= Thomas Skevington =

English Cistercian monk

Thomas Skevington (also Skeffington, Pace or Patexe) (died 17 August 1533) was an English Cistercian monk, abbot of Waverley Abbey and Beaulieu Abbey, and bishop of Bangor from 1509.

==Life==
The son of John Pace of Leicestershire and his wife Margaret Cobley, daughter of William Cobley, he is said to have been born at Skeffington, the seat of the family of that name.

Pace entered the Cistercian Merivale Abbey in Warwickshire, and studied at the Cistercian St Bernard's College, Oxford.
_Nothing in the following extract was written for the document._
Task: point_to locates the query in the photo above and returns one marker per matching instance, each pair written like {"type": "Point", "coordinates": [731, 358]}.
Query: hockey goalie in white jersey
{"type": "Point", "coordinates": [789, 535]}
As was customary, he took a new name on entering the regular life, and selected what is supposed to have been his birthplace.

Skevington became abbot of Waverley in Surrey in 1477, and then Beaulieu in Hampshire in 1508, according to scholarly identifications of their "Abbot Thomas". On 17 June 1509 he was consecrated bishop of Bangor; he retained Beaulieu in commendam, for the rest of his life.

At Bangor, Skevington had William Glynne (died 1537) as vicar-general, and was active as a builder. He finished the episcopal palace and built the tower and the nave of Bangor Cathedral. His body was buried at Beaulieu, but his heart was taken to Bangor.